Accompany them with singing: the drama of a Christian funeral

I have recently read with great interest a highly stimulating guide to funerals by Thomas G. Long, a Professor of Preaching at Candler School of Theology, Emory University, in Atlanta Georgia. A minister of the Presbyterian Church (USA), in 1996 he was named by Baylor University as one of the twelve most effective preachers in the English-speaking world. His book, Accompany Them With Singing – The Christian Funeral, (Westminster John Knox, Louisville Kentucky) was originally published in hardback in 2009, but was re-published as a paperback in 2013.  To my shame I have only discovered it this year.

The title of Long’s book is taken from the fourth century Apostolic Constitutions of the Apostles: “In the funerals of the departed, accompany them with singing, if they were faithful in Christ, for precious in the sight of the Lord is the death of his saints”. Instead of the dirges and sad songs of flute players favoured by pagans, the early Christians walked to the grave with only the music of human voices singing psalms and hymns. “What is the reason for the hymns?” asked John Chrysostom, the ‘golden-mouthed’ preacher and Archbishop of Constantinople. “Is it not that we praise God and thank him that he has crowned the departed and freed him from suffering and that God has now the deceased, freed from fear”. The early Christians believed that they were taking their dead not to a final resting place, but to a place of departure, a point of embarkation as the deceased travelled to God.
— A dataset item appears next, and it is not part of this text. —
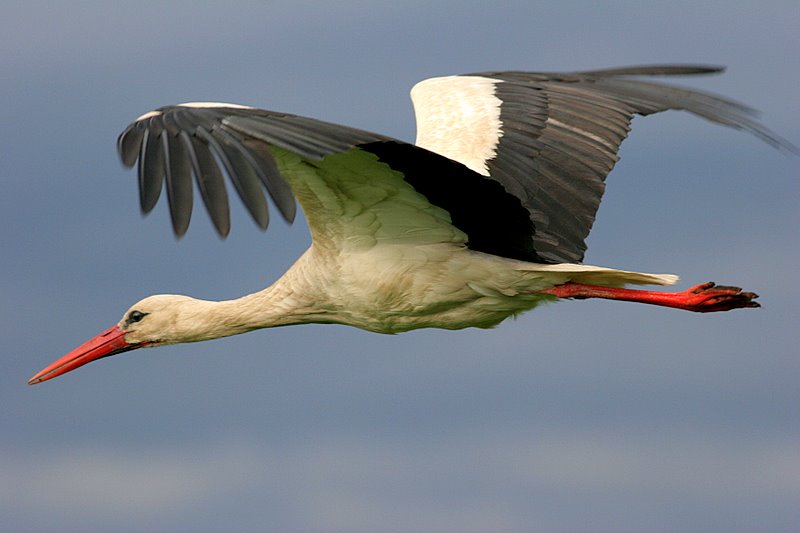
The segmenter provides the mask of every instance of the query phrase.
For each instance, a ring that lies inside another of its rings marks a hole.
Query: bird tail
[[[675,274],[648,274],[645,272],[632,272],[614,268],[598,267],[592,265],[579,265],[561,263],[556,265],[529,264],[524,270],[563,275],[566,281],[583,283],[586,285],[599,285],[601,287],[622,287],[624,285],[673,285],[678,279]]]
By contrast today the body is often privately disposed of. Instead of a funeral people prefer  memorial services or thanksgiving services where the focus is  on the life of the deceased with a series of tributes from friends and family. Long argues for a return to the early Christian understanding of a funeral service as a completion of the deceased’s baptism, where the focus is upon the victory of Christ in which the deceased now shares. Long wrote:

A Christian funeral is a continuation and elaboration of the baptismal service. If baptism is a form of worshipful drama performed at the beginning of the Christian life, a funeral is – or should be – an equally dramatic, and symmetrical, performance of worship performed at the end of life…. In baptism, new Christians are ‘buried with Christ by baptism into death’ and they come up from the waters raised to ‘walk in newness of life’. In funerals, these same Christians, having travelled the pilgrim way, are once again buried with Christ in death in the sure confidence that they will be raised to new life. In baptism, the faithful sang them into this new way of life; now they gather around to sing them to God in death… The funeral is not just a collection of inspiring words said on the occasion of someone’s death. It is rather a dramatic event in which the church acts out what it believes to be happening from the perspective of faith… As the church has been travelling with the baptized saint along the road of faith, the church now walks with the deceased on ‘the last mile of the way’ to the place of farewell.
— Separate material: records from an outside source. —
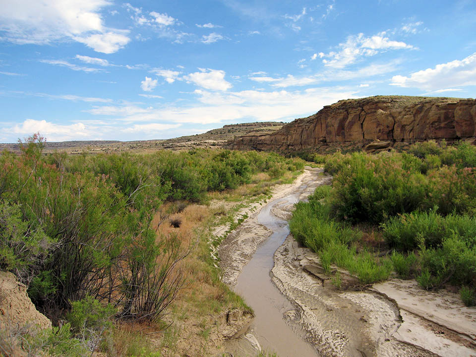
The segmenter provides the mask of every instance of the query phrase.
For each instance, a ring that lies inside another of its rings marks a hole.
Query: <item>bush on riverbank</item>
[[[325,169],[334,176],[332,187],[318,188],[308,203],[297,205],[292,233],[319,253],[325,268],[333,263],[351,270],[339,255],[366,262],[363,269],[371,278],[357,274],[362,283],[386,278],[371,273],[372,264],[383,272],[390,264],[403,277],[416,274],[425,289],[450,283],[471,291],[476,287],[475,167],[476,147],[462,142],[329,155]],[[353,251],[363,242],[355,233],[342,233],[355,230],[349,224],[371,225],[385,239],[381,248],[397,251],[389,258],[372,254],[371,247]],[[354,237],[353,242],[343,236]]]
[[[54,322],[90,298],[111,304],[115,318],[160,321],[183,286],[179,267],[192,243],[158,235],[169,221],[158,210],[304,166],[256,152],[45,156],[43,146],[35,135],[20,155],[0,155],[0,269],[15,273]]]

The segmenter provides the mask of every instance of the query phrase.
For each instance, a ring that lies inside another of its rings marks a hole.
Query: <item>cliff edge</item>
[[[336,147],[378,149],[430,139],[473,142],[475,127],[473,99],[377,96],[339,101],[274,133],[238,136],[226,147],[325,151]]]

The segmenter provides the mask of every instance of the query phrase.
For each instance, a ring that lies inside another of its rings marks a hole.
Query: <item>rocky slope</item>
[[[239,150],[297,151],[339,147],[378,149],[430,139],[476,137],[476,100],[377,96],[339,101],[269,134],[228,141]]]

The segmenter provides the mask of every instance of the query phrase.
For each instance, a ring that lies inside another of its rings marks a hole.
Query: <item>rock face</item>
[[[267,135],[228,141],[238,150],[325,151],[332,147],[384,148],[430,139],[476,137],[476,100],[382,96],[339,101]],[[379,141],[384,141],[378,144]]]
[[[51,321],[35,307],[26,287],[11,273],[0,272],[0,331],[10,329],[51,328]]]

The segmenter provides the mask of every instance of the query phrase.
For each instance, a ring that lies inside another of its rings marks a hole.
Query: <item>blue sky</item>
[[[0,142],[146,140],[476,96],[476,2],[0,0]]]

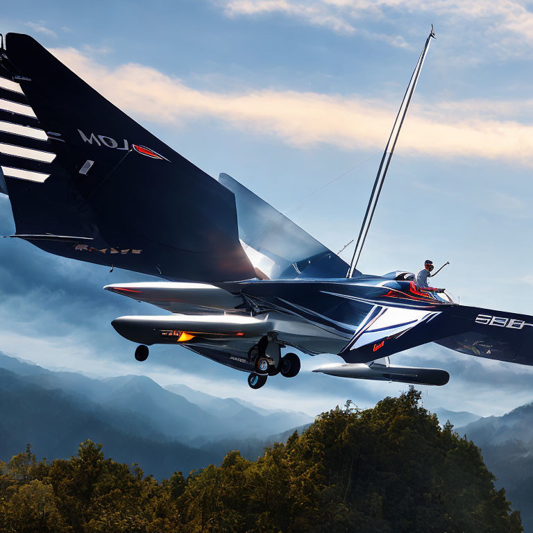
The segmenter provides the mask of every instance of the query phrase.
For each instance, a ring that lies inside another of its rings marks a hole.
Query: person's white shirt
[[[427,269],[423,269],[416,276],[416,285],[418,287],[429,287],[428,278],[431,277],[430,271]]]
For Long funerals sermons are “proclamations of what the gospel has to say about these people walking along this path carrying the body of this brother or sister in sorrow over this loss and in joyful hope of the resurrection”. It is this need to proclaim the gospel which for him constitutes the only genuine sine qua non for a funeral. In striking fashion he declared:

The indispensability of shouting out the good news of Easter at a funeral gets highlighted when we realize that there are actually two preachers at every funeral. Death – capital-D Death loves to preach and never misses a funeral. Death’s sermon is powerful and always the same: ‘Damn you! Damn all of you! I win every time. I destroy all loving relationships. I shatter all community. I dash all hope. I have claimed another victim. Look at the corpse; look at the open grave there is your evidence. I always win!….. It is the great privilege of the funeral preacher to shake a fist in the face of Death, to proclaim again the vow of baptism and the cry of Easter triumph: ‘O Death, we reject all your lies! O Death, where is your sting? Thanks be to God, who gives us the victory in Jesus Christ!’
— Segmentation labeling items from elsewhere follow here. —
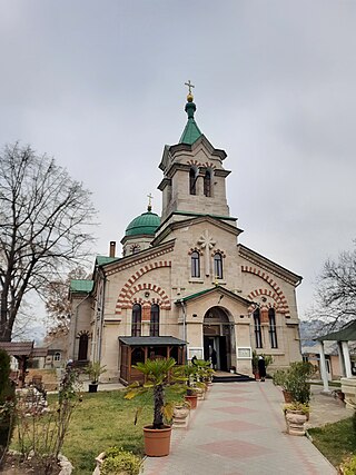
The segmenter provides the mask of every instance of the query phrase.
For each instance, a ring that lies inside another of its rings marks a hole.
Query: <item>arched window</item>
[[[131,336],[141,336],[141,306],[138,304],[132,307]]]
[[[200,256],[196,250],[191,253],[191,277],[200,277]]]
[[[88,359],[88,334],[83,333],[79,336],[78,360],[85,362]]]
[[[222,256],[216,253],[214,256],[214,275],[215,278],[222,279]]]
[[[269,319],[269,343],[271,348],[278,348],[277,343],[277,328],[276,328],[276,315],[274,308],[268,310]]]
[[[263,333],[260,328],[260,315],[259,315],[259,308],[257,308],[254,311],[254,325],[255,325],[255,343],[256,348],[263,347]]]
[[[197,195],[197,171],[194,168],[189,170],[189,192]]]
[[[151,305],[149,336],[159,336],[159,306],[156,304]]]
[[[207,170],[204,176],[204,195],[211,196],[211,171]]]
I found this book a helpful corrective to many so-called Christian funerals today.


  1. Hello Paul,

    I like the symmetry with baptism idea: I have been implicitly pointing to that in a smaller way for some years when meeting with bereaved families and going through the service. I have made the point that at the Commendation we use someone’s full Christian names but not their surname, just as we would at an infant baptism in my tradition. I then point to the funeral as being a mirror image of the baptism. This post has given me much more to take into those thoughts – thank you.

    1. Thank you for these timely words Paul. I’d want to add a comment about memorial/thanksgiving services straight after a ‘private’ funeral at the crematorium. Although I have not taken many funerals in recent years (although attended several!), I have lamented the absence of a ‘body’ at the service that most people attend. The funeral is amongst other things about the person who has died and to have their body present is both affirming of them and a stark reminder of the reality of death – which is often being denied. The presence of the body also makes the preaching about the resurrection much more powerful – because it seems to me to add power to Long’s ‘second sermon’ as a glorious act of Christian hope and defiance in the light of the apparent power of death.